Before you think this is a column merely about food, recognize that Pachirat’s question isn’t (only) about the immorality of the cheeseburger you had for lunch. It’s about the larger phenomenon whereby modern society has reconstructed itself to hide so many horrific consequences from view.
Calling this the “politics of sight,” Pachirat’s blood-soaked experience inside a slaughterhouse spotlights only the most illustrative example of how we’ve divorced ourselves from the means of producing violence—and how, in doing so, we have made it psychologically easier to support such brutality. Sadly, billions of factory-farmed animals dying barbaric deaths are just one subset of casualties in that larger process.
Today, for example, free trade policies that promote offshoring allow Americans to enjoy consumer goods at ultra-low prices without having to see that those low prices represent companies taking advantage of the developing world’s poverty wages, environmental destruction and human rights abuses. A veritable slave may have assembled the iPad you are reading these words on, but thanks to the supply chain’s geography and Apple’s lack of transparency, you can easily avoid dealing with the ethical implications of that reality.
Another example: Many Americans drive gas-guzzling SUVs, proudly slapping patriotic declarations on their bumpers. This seems perfectly reasonable, but only because many either don’t live near polluted oil-drilling sites or don’t have to personally experience the ramifications of our petroleum-focused military policies. Ultimately, by separating the consequences of gas consumption from the driver, we’ve created the psychological conditions for fossil fuel consumption to seem like an honorable statement of strength rather than an endorsement of environmental degradation and war.
Speaking of war, the politics of sight sculpt our martial policies. We ended conscription, separating most of our fellow citizens from the consequences of military action; we conduct combat via unmanned aerial vehicles that remove the pilot-shooters from the populations being bombed; and both the military establishment and the media themselves suppress photographs of coffins or battlefield viscera that might show us what war really looks like.
Some of this, of course, is an inadvertent byproduct of larger trends like globalization that stretch supply chains across the planet. Some of it comes from a culture narcissism that teaches us to consider only our immediate surroundings and nothing else. Much of it, though, is a deliberate effort to hide the truth. From the Pentagon’s photo policy to agribusiness now championing so-called “ag gag” laws to punish activists who expose factory farm atrocities, vested interests are exploiting the fact that “out of sight, out of mind” is a default setting in the human mind.
For his part, Pachirat ends his brave journey unconvinced that, unto itself, removing the veil will be enough to make us a more thoughtful—if not moral—society.
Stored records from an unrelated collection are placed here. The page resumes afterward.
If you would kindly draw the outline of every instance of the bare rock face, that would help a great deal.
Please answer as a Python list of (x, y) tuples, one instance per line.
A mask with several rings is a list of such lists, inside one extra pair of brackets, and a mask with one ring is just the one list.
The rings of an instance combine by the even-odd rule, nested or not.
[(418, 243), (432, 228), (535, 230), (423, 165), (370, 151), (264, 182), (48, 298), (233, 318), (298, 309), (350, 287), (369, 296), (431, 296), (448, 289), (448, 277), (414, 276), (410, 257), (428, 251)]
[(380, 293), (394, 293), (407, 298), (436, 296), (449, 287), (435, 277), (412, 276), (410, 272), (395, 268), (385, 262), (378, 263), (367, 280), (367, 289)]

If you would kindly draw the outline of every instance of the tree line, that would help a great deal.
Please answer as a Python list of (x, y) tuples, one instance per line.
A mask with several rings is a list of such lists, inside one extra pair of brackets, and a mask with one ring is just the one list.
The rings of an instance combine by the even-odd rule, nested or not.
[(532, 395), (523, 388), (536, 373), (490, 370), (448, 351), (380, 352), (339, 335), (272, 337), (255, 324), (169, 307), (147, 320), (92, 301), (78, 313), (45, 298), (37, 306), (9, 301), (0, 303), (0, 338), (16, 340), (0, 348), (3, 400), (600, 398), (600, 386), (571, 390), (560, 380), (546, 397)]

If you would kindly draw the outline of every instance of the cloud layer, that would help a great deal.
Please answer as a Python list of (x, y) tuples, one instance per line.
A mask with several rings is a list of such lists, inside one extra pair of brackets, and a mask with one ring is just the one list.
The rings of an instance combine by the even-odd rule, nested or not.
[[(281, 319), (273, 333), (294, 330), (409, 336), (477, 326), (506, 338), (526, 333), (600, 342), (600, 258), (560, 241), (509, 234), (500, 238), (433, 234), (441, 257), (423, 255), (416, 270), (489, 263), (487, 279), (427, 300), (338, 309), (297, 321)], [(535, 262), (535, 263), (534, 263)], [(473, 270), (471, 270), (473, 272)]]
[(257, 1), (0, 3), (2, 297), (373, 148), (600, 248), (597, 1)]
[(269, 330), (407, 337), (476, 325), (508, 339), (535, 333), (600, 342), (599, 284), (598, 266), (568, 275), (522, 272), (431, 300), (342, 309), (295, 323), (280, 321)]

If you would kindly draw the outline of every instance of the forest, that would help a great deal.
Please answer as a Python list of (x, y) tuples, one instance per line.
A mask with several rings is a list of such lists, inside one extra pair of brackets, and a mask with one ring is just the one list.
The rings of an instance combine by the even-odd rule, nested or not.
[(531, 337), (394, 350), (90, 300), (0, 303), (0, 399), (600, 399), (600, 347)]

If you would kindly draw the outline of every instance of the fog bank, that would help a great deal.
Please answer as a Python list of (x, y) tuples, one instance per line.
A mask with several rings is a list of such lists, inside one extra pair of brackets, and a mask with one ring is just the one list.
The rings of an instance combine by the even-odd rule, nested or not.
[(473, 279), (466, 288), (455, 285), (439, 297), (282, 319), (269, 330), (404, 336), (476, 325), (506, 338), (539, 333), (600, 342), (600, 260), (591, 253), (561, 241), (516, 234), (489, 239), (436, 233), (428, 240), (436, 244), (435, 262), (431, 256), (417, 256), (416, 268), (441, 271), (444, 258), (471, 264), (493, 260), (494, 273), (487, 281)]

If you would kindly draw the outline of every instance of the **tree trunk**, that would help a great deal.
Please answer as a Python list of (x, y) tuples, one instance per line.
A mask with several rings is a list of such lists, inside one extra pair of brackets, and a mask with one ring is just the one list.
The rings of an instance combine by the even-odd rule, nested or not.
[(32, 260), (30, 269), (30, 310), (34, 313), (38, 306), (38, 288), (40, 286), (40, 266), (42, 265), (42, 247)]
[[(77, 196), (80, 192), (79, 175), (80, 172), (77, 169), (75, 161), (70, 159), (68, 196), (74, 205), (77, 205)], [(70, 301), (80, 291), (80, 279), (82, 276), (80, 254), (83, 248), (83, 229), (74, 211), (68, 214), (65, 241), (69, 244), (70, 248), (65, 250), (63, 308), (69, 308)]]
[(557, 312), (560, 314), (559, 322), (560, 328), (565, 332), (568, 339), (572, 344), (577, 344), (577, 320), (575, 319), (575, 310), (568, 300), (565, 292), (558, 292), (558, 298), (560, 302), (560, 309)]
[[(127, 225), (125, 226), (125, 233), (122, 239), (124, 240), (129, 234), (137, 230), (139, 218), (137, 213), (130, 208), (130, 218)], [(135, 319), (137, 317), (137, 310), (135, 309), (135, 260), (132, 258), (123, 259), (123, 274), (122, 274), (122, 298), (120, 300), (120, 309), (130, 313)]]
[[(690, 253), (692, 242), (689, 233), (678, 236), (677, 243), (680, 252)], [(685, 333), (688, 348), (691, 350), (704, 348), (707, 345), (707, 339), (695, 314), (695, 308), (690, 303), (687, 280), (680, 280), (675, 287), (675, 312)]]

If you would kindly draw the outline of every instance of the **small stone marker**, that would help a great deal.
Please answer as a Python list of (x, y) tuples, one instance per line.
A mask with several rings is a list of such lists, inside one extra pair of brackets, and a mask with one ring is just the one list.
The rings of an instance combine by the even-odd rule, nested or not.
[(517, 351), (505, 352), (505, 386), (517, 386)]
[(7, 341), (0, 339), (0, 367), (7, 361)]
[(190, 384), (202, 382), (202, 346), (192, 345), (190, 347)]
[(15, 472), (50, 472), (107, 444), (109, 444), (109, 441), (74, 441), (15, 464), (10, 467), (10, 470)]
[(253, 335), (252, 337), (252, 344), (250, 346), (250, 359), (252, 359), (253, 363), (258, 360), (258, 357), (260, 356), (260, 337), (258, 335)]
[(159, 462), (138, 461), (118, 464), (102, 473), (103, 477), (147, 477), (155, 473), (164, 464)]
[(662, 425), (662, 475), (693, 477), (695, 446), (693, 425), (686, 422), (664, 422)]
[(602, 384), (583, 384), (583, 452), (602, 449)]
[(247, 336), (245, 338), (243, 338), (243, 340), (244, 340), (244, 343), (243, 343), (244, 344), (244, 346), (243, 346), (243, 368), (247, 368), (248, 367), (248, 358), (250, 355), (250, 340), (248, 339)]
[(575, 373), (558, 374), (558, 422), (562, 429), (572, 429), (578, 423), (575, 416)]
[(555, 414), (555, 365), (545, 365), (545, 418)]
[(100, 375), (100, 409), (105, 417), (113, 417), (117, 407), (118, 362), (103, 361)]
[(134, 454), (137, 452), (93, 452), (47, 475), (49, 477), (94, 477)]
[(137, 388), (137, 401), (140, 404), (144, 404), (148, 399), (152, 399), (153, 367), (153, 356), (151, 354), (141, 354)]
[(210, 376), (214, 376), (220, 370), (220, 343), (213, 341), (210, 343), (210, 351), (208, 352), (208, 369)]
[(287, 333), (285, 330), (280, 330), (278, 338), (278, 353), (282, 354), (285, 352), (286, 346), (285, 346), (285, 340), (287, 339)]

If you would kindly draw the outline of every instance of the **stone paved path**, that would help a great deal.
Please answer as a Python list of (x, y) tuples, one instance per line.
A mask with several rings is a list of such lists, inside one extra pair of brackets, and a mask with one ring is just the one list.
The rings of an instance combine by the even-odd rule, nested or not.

He’s almost certainly correct. The atrocities that power modern life are now integral to what we define as the norm. And whether that norm is eating meat, driving massive cars or flippantly waging war, changing the status quo warrants more than just knowledge—it requires the will to change once knowledge is available.
Fortunately, history proves Americans can summon that will. However, without knowledge—without an end to the moment’s deceptive politics of sight—the most important changes can never happen.